Who spoke? Where? Another pile of refuse brought here by the river? How can he reply?
He has no way of replying.
If I can hear, he insists inwardly, I can speak. And I can hear. He says, therefore, “Can you help me? Can you tell me what I’ve become?”
“You are pure potential.”
“And you?”
“I wait.”
“Let me see you,” Clay asks.
A vision comes: he sees a creature of great size planted in the reddish sandy ground of the island. Only the head and shoulders rise above the surface. The head is flat and broad, with great dish-sized eyes and no other features; it sprouts necklessly from the wide enormous shoulders. He sees also the portion of the being that is buried in the ground. It is long and limbless, with a rough, porous skin and a surrounding mantle of fibrous filaments that appear to function as roots, draining nutrients from the sand. Clay recognizes the creature as one of the Awaiters of whom Quoi the Breather had briefly told him. For all its vegetable appearance, then, it is animal, and, mor
e than that, one of the several species of humanity that coexist in this epoch. The vision blurs and goes.

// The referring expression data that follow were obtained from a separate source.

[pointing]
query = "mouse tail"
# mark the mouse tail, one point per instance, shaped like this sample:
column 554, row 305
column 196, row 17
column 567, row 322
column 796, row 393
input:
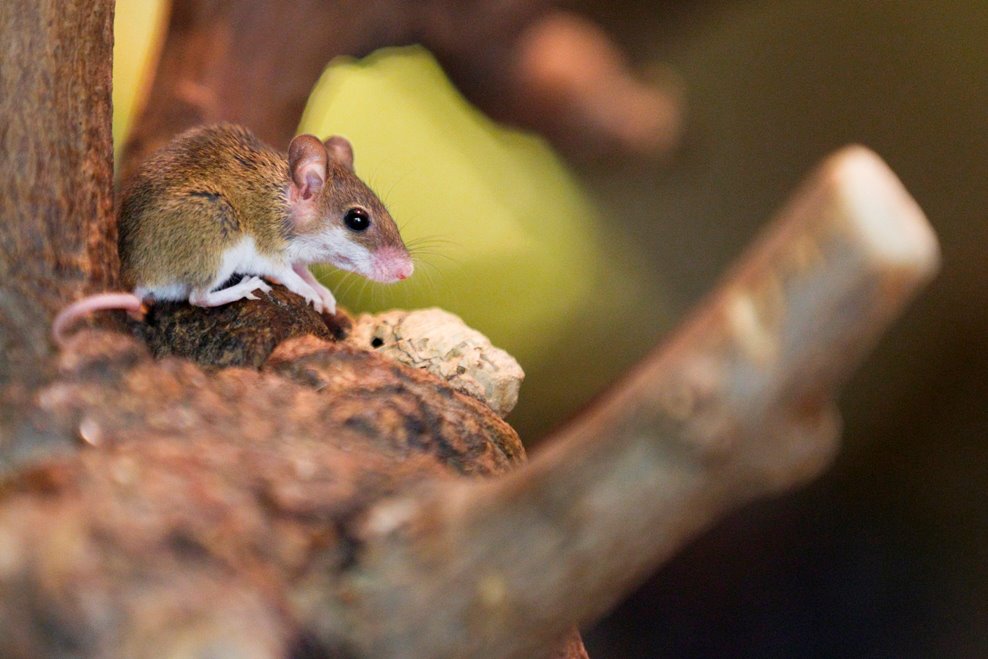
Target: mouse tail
column 100, row 302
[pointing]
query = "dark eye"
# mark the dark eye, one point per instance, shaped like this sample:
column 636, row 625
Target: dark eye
column 357, row 219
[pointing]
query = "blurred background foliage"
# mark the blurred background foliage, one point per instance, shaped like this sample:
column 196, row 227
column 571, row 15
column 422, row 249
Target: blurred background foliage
column 577, row 270
column 502, row 233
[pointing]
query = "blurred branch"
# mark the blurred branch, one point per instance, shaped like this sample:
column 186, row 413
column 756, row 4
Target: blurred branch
column 739, row 403
column 255, row 62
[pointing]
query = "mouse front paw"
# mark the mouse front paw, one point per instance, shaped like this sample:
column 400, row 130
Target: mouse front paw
column 253, row 284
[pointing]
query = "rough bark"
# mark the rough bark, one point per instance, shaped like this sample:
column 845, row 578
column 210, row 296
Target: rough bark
column 255, row 63
column 739, row 403
column 56, row 165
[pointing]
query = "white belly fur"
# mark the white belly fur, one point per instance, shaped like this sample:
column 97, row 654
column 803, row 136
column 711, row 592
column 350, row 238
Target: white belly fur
column 242, row 257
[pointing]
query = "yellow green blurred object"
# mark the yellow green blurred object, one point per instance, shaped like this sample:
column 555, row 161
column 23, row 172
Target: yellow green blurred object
column 138, row 30
column 502, row 233
column 512, row 247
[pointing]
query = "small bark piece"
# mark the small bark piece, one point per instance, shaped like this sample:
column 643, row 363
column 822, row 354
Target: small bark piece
column 442, row 344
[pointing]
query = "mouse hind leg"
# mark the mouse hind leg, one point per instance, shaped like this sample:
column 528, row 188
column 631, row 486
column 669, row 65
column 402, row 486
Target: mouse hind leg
column 243, row 290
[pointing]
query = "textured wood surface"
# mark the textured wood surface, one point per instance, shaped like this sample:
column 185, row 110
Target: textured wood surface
column 254, row 62
column 56, row 170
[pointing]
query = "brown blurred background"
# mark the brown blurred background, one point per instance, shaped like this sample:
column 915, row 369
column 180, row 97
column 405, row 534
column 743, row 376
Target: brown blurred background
column 887, row 554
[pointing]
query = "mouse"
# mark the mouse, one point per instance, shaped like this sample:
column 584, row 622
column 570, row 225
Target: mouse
column 216, row 201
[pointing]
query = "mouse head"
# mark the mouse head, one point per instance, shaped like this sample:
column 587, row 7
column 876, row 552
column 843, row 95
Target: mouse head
column 335, row 218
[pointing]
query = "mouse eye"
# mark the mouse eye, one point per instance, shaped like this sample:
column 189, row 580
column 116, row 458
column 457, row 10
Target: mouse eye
column 357, row 219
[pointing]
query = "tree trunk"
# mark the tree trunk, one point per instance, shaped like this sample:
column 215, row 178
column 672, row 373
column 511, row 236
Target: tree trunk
column 57, row 236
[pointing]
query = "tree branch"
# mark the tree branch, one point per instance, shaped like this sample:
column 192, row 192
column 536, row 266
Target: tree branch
column 738, row 404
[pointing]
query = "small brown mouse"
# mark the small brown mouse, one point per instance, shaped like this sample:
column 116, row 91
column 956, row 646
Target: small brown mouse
column 217, row 201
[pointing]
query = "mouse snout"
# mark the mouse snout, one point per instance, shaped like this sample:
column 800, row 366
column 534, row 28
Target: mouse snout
column 392, row 265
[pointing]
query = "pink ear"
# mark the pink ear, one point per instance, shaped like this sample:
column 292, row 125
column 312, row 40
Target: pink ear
column 307, row 167
column 340, row 151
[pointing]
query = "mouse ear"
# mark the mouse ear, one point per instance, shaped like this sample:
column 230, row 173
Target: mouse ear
column 340, row 150
column 307, row 159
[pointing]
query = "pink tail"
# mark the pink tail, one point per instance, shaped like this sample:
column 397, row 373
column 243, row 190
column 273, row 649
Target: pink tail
column 99, row 302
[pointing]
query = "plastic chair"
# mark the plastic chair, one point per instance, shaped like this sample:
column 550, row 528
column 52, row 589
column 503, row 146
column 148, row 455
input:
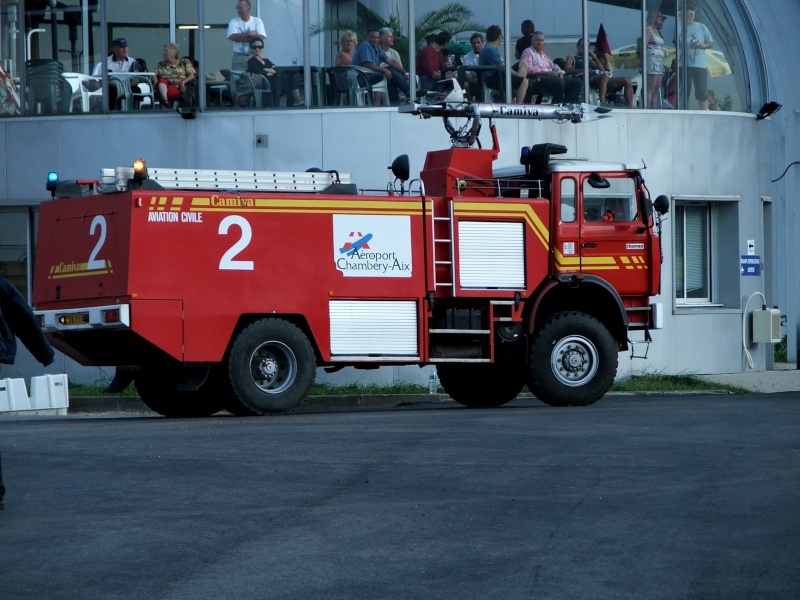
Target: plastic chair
column 348, row 86
column 80, row 93
column 244, row 93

“I am human too,” Clay says. “Was.”
“Still are.”
“But what am I, now?”
“A constellation of possibilities. You are still in transit, though your passage now has halted. What would you be?”
“Myself again.”
“You are yourself.”
“This is not my true form.”
The Awaiter seems to laugh. “How can you say what your true form is?”
“The form in which I started my journey.”
The Awaiter shows him a series of shifting forms: an infant Clay, a pubescent Clay, Clay grown, Clay asleep, Clay awake, Clay alert, Clay dull, Clay naked, Clay clothed, Clay altered by the cleansing creek, Clay a Breather in Quoi’s pool, Clay female, Clay dissolved by the living river, Clay heaped at the delta. “Which is you?” the Awaiter asks, and Clay says, “All,” and the Awaiter says, “These and others. Why limit yourself? Accept experience as it comes. What would you be?”